The problem with silent automations
Most automations fail silently. They run in the background, you stop thinking about them, and then one day you notice something didn’t happen. The report wasn’t there. The reminder never arrived. The order didn’t go through. You trace it back and find it had been broken for two weeks.
Silent failure is the default mode of any automation you don’t actively monitor. You build it, you test it once, it works — and then you trust it. Which is fine, until it isn’t.
The worse version is when you don’t even realise it’s broken. You’ve reorganised your expectations around the automation. It was doing something you used to do manually. When it stops, you don’t notice the absence immediately. You just experience the downstream effect — a dropped ball, a missed moment — and it takes time to connect it back to the broken pipe.
The system that confirms it’s alive
The alternative is simple. Build something that tests itself and reports back.
For me, this is a small check that runs every morning alongside everything else. It sends a test command to each automation I depend on, waits for the expected response, and confirms the result. Not just that the automation is switched on — that it actually did the thing. If anything in the chain breaks, the morning report tells me before 9am, before I might have needed it.
I find out when the failure is hypothetical, not when it’s costing me something.
The check itself is lightweight. For each automation: trigger it, confirm the result, report pass or fail. For an email pipeline, send a test and verify it arrived. For a scheduled report, confirm the file was created. For any system with a command interface, send a command and check the response. The point is to test the actual path — not whether the machine is running, but whether it’s working.
What it does to how you carry the system
This is the part that surprised me.
The peace of mind isn’t just about catching failures. It’s about what happens to your relationship with the system once you know it checks itself.
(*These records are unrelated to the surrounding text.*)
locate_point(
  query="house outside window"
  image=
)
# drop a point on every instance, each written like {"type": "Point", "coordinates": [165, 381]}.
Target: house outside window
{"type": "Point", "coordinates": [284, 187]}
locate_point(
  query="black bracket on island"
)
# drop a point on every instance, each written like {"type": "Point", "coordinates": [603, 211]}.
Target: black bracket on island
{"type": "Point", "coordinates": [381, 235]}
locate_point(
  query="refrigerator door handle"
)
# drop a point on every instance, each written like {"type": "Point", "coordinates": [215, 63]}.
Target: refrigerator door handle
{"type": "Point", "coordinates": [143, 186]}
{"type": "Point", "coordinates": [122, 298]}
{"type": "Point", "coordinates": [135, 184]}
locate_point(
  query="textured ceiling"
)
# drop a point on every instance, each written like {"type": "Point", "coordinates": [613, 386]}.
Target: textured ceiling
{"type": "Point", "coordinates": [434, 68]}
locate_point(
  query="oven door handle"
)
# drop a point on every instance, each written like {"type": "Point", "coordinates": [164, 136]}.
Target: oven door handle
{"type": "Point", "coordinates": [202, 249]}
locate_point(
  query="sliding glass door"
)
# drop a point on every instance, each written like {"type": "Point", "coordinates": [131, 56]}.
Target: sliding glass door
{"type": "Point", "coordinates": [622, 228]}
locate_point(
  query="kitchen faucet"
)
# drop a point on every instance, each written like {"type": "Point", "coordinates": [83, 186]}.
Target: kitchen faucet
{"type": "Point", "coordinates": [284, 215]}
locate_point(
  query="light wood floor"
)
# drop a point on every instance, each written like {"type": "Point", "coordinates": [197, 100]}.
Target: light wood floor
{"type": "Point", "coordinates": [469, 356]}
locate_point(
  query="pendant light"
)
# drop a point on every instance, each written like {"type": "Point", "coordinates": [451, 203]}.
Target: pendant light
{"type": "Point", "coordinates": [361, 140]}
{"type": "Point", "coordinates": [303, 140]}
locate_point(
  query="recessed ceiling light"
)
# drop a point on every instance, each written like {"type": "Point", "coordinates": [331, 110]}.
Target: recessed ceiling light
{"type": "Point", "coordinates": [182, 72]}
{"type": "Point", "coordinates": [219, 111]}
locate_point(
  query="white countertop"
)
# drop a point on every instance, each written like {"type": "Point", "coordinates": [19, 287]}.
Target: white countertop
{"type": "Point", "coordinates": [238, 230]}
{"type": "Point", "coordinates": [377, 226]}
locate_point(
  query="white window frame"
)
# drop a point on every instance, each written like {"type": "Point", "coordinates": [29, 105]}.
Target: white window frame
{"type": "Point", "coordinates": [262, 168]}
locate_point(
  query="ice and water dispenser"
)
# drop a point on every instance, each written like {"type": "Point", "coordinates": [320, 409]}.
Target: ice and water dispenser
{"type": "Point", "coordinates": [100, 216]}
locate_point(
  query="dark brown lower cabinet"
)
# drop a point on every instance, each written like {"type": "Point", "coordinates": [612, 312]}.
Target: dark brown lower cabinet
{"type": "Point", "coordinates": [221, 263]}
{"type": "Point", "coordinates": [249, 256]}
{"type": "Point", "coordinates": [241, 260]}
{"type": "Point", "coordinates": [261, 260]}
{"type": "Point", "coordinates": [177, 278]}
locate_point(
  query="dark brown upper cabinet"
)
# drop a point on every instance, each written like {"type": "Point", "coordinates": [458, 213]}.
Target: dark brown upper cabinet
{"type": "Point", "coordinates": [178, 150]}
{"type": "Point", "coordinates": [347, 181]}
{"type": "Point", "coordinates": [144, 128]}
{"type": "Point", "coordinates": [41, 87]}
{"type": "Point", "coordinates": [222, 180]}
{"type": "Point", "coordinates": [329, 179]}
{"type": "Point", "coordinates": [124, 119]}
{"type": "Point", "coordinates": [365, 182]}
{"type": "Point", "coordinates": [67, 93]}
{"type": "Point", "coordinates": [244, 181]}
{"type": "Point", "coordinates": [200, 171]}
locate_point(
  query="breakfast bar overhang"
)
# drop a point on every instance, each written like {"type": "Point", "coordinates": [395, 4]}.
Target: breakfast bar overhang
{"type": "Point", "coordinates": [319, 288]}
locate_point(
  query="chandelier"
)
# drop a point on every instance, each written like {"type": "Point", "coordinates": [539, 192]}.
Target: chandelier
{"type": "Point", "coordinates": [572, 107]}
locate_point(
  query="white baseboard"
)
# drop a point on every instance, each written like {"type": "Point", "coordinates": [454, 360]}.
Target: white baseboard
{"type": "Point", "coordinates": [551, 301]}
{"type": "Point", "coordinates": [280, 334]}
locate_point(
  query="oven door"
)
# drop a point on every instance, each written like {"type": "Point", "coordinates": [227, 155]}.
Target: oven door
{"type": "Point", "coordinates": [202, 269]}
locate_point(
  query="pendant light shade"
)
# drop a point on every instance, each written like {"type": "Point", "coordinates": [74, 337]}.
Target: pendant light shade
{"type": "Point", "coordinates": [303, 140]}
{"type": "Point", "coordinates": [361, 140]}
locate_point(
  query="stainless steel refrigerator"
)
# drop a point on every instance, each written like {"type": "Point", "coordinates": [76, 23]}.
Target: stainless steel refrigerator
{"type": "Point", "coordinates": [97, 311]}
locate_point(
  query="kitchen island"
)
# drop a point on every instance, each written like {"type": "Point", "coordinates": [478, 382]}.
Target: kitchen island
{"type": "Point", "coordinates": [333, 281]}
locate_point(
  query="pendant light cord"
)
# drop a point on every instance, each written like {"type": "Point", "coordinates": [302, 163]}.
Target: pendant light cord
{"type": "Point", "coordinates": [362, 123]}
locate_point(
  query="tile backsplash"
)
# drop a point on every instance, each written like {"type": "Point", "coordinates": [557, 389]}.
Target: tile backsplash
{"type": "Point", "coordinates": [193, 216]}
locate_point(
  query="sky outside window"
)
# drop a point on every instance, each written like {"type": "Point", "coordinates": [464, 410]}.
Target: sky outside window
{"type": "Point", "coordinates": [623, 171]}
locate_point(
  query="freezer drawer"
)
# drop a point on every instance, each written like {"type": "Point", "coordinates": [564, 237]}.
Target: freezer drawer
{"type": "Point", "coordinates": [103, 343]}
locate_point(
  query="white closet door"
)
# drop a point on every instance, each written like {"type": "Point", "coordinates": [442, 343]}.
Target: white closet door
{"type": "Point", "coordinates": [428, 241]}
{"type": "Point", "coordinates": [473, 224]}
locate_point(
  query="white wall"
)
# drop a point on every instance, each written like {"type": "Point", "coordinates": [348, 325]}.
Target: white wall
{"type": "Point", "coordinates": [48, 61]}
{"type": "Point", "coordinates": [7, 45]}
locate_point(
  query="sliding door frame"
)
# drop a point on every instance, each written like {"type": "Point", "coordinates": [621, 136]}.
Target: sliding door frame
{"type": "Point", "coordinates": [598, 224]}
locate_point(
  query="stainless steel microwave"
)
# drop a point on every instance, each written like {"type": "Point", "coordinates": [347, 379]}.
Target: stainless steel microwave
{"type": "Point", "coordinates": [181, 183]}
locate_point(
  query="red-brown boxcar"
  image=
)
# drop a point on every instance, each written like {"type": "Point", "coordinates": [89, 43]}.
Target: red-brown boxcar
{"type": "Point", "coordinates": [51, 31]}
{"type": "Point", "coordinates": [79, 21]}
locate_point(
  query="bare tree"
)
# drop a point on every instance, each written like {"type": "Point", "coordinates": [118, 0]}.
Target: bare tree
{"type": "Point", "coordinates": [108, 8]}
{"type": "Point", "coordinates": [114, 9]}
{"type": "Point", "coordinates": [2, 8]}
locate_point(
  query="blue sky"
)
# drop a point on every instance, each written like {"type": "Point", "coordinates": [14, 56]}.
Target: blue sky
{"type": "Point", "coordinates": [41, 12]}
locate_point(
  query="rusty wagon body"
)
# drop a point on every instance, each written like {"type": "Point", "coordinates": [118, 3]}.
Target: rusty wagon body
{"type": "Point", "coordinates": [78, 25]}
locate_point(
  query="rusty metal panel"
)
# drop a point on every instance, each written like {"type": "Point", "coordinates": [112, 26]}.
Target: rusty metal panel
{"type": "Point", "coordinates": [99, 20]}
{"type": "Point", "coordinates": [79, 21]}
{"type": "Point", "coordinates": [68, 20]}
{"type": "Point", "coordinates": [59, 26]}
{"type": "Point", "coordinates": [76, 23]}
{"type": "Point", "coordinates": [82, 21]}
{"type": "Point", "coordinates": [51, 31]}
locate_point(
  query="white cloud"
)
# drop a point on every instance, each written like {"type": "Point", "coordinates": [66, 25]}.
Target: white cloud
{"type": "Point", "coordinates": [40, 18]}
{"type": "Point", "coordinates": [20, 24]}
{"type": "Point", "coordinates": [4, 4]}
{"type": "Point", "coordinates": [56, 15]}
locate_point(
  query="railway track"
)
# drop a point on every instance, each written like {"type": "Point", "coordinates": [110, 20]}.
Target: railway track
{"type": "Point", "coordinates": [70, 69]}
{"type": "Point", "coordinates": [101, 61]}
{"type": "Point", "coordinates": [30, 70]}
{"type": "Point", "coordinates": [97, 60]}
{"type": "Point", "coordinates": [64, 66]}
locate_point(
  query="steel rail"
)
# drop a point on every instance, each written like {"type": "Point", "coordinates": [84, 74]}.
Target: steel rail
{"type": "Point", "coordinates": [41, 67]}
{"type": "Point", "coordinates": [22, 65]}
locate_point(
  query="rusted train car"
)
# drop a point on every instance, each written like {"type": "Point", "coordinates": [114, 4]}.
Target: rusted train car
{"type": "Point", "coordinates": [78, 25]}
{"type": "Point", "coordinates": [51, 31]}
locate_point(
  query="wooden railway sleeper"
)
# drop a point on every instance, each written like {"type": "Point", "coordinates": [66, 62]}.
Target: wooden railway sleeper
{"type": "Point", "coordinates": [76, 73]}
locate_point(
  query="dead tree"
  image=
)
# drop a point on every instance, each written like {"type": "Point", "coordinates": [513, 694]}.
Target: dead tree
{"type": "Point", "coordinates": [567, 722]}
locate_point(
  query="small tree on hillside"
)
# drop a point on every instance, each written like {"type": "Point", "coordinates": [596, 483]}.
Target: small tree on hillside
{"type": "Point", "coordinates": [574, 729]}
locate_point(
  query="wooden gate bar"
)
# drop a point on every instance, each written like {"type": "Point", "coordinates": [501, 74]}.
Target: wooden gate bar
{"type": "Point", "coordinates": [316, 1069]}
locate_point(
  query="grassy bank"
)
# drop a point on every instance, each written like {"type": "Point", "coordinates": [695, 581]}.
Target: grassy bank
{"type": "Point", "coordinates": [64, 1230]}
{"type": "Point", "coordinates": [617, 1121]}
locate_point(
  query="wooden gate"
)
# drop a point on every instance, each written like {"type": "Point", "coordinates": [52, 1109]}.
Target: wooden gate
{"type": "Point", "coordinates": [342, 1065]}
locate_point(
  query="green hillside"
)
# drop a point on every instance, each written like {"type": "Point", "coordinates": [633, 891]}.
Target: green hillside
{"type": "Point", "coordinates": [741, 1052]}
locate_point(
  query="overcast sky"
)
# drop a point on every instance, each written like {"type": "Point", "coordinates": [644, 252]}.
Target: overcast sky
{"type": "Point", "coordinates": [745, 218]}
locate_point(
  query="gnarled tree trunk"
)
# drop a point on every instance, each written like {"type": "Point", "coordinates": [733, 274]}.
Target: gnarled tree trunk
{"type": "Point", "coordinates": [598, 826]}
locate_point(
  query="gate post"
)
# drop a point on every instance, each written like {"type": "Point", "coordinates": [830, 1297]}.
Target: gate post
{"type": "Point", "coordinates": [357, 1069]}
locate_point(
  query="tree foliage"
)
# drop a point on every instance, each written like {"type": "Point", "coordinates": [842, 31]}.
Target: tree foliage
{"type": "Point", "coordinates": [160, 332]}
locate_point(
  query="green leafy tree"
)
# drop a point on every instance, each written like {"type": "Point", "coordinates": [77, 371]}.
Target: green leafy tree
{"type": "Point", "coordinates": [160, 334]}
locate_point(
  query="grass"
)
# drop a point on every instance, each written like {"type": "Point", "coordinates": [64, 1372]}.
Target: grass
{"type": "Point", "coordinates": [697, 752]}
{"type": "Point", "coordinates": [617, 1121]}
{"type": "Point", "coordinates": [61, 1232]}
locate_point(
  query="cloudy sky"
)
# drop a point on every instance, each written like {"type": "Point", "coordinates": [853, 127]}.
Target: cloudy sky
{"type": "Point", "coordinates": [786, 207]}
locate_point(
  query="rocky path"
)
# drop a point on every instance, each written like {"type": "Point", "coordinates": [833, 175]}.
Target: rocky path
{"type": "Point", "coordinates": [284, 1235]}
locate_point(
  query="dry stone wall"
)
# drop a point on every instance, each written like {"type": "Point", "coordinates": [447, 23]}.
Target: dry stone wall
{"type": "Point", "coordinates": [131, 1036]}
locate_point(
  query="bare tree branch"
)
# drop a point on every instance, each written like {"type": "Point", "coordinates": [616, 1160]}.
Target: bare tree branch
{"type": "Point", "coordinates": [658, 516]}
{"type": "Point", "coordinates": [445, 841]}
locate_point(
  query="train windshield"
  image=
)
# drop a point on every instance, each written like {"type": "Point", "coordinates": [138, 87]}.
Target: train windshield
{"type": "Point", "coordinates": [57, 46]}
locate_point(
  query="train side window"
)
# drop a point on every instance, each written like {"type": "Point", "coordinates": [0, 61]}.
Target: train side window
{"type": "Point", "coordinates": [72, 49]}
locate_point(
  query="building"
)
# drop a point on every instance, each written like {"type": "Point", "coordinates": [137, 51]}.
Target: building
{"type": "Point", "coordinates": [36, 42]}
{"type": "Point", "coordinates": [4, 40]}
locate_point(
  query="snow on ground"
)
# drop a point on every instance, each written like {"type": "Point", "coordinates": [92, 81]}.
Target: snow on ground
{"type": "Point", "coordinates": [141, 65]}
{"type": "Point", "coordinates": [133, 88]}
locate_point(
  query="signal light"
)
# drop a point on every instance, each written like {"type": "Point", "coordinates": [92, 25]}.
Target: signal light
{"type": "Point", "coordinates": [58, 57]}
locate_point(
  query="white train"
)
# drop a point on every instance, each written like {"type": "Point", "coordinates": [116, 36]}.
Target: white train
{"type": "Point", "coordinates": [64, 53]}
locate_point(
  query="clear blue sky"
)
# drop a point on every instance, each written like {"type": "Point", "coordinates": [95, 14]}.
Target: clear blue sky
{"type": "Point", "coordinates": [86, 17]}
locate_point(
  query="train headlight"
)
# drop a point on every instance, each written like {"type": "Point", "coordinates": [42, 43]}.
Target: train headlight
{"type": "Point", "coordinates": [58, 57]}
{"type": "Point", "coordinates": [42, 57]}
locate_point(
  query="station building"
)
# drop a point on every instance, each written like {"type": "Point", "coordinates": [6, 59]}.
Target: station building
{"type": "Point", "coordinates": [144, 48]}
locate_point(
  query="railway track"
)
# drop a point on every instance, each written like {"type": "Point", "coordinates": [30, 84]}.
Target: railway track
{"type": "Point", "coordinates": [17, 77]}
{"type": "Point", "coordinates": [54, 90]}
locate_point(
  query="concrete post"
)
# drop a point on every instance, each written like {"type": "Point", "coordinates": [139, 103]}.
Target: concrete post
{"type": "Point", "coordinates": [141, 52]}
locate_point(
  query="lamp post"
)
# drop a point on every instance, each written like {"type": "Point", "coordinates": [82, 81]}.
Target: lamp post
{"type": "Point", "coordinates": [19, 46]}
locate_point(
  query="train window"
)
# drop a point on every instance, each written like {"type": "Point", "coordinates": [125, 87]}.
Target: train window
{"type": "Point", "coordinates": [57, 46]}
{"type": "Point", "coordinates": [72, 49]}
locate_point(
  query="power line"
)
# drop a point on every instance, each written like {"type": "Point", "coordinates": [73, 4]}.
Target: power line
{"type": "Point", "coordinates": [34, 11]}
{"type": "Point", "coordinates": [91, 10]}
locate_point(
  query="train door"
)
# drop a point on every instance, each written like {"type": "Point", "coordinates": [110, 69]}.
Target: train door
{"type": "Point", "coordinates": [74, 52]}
Every automation you build lives somewhere in your attention. Not consciously — you’ve stopped thinking about it. But it’s still there, carried at a low level. The background question of: is that still working? You don’t ask it. But you’re holding it.
When a system tells you every day that it’s working, you stop holding it. It drops out of your mental inventory entirely. And that compounds. One automation checking itself is useful. A stack of them — each one self-reporting, each one dropping out of the background — changes the texture of the day.
You’re not just saving time on the tasks. You’re also not spending attention on the quiet worry that things might have broken. Those are different benefits. The second one is harder to measure and more valuable than it sounds.
The goal isn’t just to automate the work. It’s to build a stack where you wake up and already know everything is functioning. Before you’ve made a single decision. Before you’ve needed anything.
The systems have already checked. They’re ready.